This is becoming a season of abandoned cash in Nigeria. Sources are telling ‘Heard on the Street’ that sitting in the vaults of Nigerian banks is as much as US$2.5 billion belonging to customers who have refused to come forward to claim them because they do not want to be linked with the money. The customers abandoned the money after the introduction of the Biometric Verification Number (BVN).
The monies have been placed in the banks under different names to hide their identity but with BVN, these individuals will have to show their identity in other to be able to claim it and since most of them are not in a position to explain how they came about the huge cash at their disposal, they would rather allow the money to sit quietly in the vaults of the various banks than lay claim to them.

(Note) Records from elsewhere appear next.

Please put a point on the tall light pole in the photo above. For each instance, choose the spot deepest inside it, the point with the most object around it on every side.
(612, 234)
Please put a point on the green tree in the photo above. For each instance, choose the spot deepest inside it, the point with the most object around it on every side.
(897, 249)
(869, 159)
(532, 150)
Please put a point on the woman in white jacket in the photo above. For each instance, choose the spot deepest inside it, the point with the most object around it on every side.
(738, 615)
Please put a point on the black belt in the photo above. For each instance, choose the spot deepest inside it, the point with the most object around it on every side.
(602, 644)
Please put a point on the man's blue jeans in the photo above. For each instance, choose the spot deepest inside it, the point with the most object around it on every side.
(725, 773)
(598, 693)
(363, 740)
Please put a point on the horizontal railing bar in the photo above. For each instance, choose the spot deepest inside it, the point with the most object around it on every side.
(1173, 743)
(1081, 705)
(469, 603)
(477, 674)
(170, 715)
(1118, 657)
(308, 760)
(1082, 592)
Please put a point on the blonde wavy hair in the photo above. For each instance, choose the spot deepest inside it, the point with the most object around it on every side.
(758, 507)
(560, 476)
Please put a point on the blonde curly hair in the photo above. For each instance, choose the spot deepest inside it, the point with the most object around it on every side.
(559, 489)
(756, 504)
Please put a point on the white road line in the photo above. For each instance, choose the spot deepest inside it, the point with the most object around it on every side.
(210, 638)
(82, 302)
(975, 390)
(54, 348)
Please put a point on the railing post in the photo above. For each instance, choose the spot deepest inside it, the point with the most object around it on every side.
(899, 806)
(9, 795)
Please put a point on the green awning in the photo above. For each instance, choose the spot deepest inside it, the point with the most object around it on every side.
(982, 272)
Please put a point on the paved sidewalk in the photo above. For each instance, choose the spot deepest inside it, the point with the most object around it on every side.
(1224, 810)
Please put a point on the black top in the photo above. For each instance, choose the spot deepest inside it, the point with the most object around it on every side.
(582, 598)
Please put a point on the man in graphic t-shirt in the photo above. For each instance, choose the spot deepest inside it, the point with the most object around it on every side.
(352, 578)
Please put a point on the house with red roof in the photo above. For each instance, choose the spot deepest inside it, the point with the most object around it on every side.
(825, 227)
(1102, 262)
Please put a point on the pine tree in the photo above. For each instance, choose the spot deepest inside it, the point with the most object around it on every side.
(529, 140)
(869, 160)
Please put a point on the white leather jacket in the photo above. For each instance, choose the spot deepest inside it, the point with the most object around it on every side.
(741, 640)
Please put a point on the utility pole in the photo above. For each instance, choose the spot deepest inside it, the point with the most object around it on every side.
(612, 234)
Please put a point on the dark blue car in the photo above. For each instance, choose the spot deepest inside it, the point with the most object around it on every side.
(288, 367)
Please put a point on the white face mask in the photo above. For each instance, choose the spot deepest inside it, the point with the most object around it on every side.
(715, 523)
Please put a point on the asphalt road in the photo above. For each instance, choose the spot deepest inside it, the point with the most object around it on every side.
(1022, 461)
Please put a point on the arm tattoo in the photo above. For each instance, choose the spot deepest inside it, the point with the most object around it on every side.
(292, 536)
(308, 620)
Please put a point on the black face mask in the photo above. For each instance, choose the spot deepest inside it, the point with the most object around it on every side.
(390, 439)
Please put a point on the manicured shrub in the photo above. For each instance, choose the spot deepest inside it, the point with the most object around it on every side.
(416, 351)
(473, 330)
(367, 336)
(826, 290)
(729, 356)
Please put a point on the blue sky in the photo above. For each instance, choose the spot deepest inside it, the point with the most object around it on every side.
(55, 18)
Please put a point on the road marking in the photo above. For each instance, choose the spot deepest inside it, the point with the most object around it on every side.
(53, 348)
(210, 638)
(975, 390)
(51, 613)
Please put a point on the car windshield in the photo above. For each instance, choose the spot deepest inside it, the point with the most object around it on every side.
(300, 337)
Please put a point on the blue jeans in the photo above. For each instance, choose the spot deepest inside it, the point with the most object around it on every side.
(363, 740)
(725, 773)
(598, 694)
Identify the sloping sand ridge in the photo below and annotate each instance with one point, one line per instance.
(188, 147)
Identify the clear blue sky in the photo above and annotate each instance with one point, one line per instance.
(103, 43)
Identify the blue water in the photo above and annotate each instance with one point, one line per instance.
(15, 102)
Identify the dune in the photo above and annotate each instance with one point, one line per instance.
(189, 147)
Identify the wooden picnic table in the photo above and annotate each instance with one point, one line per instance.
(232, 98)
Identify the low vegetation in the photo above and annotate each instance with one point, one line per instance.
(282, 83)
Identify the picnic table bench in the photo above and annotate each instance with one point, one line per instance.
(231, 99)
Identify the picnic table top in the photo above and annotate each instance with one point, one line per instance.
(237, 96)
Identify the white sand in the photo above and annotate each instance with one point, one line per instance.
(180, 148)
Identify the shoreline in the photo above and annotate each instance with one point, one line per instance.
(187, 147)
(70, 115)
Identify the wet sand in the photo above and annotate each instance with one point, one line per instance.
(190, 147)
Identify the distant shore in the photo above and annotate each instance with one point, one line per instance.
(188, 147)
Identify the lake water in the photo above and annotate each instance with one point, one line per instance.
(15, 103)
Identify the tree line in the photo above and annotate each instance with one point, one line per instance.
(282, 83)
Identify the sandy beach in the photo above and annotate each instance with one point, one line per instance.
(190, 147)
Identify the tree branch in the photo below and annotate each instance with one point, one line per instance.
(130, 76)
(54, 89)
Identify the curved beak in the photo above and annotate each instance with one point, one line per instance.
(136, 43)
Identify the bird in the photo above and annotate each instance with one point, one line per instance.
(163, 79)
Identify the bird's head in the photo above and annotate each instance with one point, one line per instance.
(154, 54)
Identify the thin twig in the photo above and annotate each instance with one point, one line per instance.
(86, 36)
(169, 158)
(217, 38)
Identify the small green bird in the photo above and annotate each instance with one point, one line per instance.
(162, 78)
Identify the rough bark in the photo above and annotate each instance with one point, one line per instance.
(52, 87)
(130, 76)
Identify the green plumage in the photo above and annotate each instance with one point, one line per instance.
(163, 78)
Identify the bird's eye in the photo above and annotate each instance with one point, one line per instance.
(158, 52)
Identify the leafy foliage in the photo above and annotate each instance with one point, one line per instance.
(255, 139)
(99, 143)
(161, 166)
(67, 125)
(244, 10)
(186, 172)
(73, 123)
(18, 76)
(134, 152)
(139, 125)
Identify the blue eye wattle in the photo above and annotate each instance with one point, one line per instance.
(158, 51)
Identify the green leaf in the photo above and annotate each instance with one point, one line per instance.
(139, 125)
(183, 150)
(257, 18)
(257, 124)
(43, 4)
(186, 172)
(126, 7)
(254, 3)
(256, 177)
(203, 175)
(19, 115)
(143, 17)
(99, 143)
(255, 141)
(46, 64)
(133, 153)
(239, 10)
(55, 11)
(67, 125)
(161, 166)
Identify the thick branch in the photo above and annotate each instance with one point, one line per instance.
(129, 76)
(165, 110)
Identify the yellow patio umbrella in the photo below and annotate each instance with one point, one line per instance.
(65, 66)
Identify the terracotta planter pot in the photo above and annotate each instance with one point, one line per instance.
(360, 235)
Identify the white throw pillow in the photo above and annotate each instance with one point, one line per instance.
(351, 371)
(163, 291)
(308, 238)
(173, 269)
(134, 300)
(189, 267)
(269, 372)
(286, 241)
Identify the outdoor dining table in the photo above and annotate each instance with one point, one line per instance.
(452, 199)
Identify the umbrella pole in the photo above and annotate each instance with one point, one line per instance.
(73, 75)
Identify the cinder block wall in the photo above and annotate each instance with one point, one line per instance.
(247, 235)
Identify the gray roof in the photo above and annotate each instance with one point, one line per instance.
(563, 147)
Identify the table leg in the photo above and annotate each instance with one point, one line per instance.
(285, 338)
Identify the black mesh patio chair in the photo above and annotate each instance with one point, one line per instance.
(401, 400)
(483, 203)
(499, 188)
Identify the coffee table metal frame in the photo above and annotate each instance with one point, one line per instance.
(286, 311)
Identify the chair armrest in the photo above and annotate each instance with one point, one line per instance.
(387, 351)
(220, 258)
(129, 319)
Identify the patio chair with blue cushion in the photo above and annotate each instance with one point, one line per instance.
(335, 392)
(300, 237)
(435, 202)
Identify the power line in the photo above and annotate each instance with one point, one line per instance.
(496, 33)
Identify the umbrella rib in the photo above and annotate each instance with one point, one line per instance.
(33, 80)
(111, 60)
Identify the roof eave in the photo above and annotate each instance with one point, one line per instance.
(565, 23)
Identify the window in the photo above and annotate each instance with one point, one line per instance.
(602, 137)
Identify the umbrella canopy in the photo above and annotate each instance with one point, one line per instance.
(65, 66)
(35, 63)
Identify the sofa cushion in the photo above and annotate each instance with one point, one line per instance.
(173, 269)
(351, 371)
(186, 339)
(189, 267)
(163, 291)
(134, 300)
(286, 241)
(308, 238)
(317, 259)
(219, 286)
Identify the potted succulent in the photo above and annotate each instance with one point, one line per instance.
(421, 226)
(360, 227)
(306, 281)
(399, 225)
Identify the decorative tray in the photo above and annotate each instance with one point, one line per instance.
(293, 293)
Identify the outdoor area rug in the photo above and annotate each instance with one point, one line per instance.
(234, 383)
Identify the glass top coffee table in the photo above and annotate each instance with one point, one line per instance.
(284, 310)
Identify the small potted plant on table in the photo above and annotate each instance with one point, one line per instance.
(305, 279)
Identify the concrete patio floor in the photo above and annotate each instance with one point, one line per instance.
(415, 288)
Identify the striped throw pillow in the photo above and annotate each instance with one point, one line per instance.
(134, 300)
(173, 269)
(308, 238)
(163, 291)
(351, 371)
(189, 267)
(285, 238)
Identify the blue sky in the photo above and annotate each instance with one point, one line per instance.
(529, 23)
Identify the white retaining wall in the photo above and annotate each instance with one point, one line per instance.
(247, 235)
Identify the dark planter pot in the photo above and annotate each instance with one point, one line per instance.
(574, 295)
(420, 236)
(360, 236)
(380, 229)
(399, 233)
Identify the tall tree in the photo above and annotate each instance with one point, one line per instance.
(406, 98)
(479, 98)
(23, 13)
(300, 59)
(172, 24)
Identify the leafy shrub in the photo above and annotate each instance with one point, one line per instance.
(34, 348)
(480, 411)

So the sad situation now is that the money is not useful to its real owners while the government also has no access to the money. Only the banks are enjoying the float of sitting on money that no one is laying claim to.

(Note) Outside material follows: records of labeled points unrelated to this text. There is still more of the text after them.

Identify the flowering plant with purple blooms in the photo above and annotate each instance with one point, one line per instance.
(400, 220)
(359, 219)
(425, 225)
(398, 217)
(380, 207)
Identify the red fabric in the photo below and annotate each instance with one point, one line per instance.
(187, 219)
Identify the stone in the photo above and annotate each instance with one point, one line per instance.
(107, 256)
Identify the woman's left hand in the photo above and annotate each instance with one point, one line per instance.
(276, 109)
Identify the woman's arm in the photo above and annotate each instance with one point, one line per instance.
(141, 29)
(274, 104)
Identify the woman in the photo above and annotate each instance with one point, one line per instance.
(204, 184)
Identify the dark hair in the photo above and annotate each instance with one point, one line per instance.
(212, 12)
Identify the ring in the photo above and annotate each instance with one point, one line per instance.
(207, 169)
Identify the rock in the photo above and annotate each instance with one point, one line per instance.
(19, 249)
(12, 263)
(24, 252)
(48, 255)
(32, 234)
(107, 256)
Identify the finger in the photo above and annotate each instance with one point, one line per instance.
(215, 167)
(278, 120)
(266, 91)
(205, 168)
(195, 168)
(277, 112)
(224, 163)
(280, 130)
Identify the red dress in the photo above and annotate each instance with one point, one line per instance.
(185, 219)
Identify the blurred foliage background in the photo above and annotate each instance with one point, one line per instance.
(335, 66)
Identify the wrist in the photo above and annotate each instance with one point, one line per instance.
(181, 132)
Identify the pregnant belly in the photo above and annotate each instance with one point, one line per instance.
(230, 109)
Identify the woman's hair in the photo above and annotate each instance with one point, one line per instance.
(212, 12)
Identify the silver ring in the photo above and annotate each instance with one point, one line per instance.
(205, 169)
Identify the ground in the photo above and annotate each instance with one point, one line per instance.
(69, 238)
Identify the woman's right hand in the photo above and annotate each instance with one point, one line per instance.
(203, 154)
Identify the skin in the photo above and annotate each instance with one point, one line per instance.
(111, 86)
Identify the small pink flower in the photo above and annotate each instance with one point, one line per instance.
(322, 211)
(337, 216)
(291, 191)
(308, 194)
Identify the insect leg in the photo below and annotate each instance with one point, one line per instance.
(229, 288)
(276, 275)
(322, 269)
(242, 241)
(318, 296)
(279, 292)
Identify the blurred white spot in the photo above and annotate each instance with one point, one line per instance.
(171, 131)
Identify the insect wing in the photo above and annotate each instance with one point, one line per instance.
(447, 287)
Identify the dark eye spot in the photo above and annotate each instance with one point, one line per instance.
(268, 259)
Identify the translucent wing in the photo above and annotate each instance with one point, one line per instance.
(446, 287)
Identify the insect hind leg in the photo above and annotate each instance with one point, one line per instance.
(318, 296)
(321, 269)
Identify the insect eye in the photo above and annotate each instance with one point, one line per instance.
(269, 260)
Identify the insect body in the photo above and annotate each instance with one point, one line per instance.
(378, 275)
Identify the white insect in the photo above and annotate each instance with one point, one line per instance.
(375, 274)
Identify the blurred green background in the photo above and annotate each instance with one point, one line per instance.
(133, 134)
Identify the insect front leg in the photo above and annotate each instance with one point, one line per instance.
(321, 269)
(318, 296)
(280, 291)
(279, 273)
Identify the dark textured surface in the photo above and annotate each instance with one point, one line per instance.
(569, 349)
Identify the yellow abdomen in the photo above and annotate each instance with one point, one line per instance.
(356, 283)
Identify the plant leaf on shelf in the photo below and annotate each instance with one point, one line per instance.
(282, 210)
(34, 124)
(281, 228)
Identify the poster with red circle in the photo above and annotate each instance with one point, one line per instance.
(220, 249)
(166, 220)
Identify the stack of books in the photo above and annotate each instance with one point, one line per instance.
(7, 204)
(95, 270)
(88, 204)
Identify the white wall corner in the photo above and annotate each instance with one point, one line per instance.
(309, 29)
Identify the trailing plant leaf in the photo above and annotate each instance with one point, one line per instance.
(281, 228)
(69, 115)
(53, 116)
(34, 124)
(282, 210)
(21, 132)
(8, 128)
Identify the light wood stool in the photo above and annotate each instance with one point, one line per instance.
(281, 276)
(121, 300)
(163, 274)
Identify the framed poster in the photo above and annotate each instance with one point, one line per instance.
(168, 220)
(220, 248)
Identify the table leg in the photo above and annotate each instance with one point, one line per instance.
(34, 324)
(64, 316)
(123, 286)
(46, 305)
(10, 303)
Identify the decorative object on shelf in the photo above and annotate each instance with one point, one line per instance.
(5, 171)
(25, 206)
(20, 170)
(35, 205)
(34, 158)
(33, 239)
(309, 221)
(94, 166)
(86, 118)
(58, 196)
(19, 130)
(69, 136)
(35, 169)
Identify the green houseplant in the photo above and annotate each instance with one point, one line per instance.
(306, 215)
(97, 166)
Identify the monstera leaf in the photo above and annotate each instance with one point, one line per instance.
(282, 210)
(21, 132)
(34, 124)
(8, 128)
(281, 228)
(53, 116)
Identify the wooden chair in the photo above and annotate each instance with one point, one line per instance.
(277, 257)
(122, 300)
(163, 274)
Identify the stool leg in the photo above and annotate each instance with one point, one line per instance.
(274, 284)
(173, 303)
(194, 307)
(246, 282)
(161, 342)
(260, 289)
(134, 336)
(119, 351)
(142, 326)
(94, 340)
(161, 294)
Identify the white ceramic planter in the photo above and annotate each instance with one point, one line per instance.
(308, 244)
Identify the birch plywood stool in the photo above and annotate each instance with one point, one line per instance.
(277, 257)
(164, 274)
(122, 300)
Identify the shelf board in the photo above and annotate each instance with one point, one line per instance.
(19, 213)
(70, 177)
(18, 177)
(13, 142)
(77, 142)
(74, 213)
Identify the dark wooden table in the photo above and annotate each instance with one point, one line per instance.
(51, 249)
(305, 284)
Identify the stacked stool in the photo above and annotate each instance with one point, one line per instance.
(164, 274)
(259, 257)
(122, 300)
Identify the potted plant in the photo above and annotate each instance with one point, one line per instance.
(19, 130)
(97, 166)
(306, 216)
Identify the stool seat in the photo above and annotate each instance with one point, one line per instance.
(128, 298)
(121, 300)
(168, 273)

So some people are suggesting that the government should offer some form of amnesty for “looted” funds as was recently done in Indonesia. This could be done by giving those who own these questionable funds, whether it is in Nigerian banks or offshore banks, a window in which to declare these funds with no questions asked on how it was obtained.

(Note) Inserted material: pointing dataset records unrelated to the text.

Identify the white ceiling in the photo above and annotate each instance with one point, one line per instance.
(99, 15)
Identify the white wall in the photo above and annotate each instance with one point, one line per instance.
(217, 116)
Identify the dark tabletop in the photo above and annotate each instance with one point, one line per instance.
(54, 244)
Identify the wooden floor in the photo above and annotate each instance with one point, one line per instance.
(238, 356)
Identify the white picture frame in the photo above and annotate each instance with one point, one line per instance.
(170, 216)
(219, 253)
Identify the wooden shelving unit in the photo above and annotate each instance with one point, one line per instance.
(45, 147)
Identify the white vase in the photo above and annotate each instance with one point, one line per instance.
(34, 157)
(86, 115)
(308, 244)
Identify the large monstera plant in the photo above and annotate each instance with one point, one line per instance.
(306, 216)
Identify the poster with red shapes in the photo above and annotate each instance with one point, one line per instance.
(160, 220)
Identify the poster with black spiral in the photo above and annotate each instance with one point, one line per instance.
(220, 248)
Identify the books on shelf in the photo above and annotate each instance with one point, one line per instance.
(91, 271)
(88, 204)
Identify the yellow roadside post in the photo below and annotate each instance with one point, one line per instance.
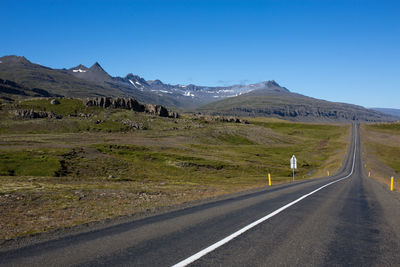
(391, 184)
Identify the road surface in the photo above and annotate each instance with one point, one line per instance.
(343, 220)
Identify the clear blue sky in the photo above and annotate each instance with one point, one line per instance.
(339, 50)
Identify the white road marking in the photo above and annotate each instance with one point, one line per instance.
(207, 250)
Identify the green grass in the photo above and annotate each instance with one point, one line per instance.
(389, 155)
(75, 170)
(393, 128)
(28, 163)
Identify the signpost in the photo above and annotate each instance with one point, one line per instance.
(293, 164)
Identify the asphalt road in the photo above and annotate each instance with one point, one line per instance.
(353, 221)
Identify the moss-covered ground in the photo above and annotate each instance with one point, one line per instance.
(92, 165)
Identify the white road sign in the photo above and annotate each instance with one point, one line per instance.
(293, 162)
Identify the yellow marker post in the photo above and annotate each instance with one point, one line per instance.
(391, 184)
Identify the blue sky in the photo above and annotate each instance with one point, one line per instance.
(338, 50)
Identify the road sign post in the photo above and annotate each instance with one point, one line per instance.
(293, 164)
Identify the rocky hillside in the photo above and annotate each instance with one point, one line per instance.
(277, 101)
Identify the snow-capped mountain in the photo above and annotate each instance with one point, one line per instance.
(192, 95)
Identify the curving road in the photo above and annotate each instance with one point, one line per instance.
(342, 220)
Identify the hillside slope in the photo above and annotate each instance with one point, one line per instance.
(84, 82)
(276, 101)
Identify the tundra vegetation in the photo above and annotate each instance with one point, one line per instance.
(381, 143)
(87, 164)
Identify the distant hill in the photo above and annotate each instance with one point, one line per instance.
(21, 78)
(389, 111)
(276, 101)
(81, 81)
(76, 82)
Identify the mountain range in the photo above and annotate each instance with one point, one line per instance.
(21, 78)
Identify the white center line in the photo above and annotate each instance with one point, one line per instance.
(207, 250)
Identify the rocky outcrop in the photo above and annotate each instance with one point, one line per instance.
(208, 118)
(31, 114)
(54, 102)
(130, 104)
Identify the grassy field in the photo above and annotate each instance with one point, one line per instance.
(381, 143)
(93, 165)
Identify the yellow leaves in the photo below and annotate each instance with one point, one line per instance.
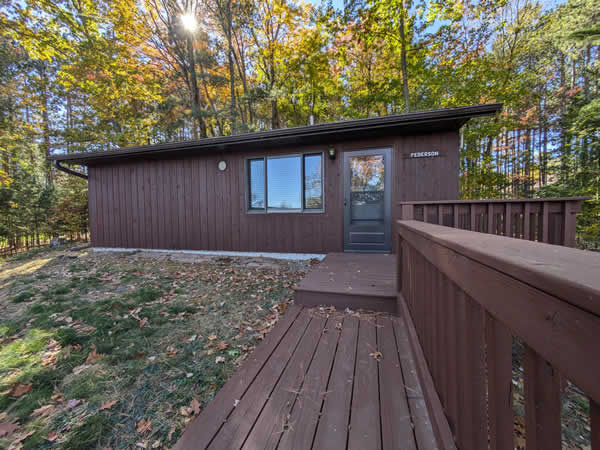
(108, 405)
(19, 389)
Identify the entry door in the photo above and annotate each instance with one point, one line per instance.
(367, 201)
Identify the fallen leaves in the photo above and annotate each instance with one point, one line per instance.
(8, 428)
(43, 411)
(19, 389)
(195, 405)
(376, 355)
(52, 436)
(108, 405)
(143, 426)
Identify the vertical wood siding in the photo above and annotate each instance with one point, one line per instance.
(187, 203)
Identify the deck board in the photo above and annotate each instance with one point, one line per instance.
(319, 386)
(307, 406)
(351, 280)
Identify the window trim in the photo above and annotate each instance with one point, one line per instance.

The government can then impose a heavy tax on the declared funds of say 50 percent to 70 percent with no threat of prosecution. This way, the government can get a lot of this illicit wealth back into its purse. The Indonesian government recently offered a tax amnesty which resulted in Indonesians declaring US$330 billion of their assets to the government. There are those who think the Indonesian model could be applied in Nigeria, although there is the fear that Nigerians will not trust the government enough to come forward.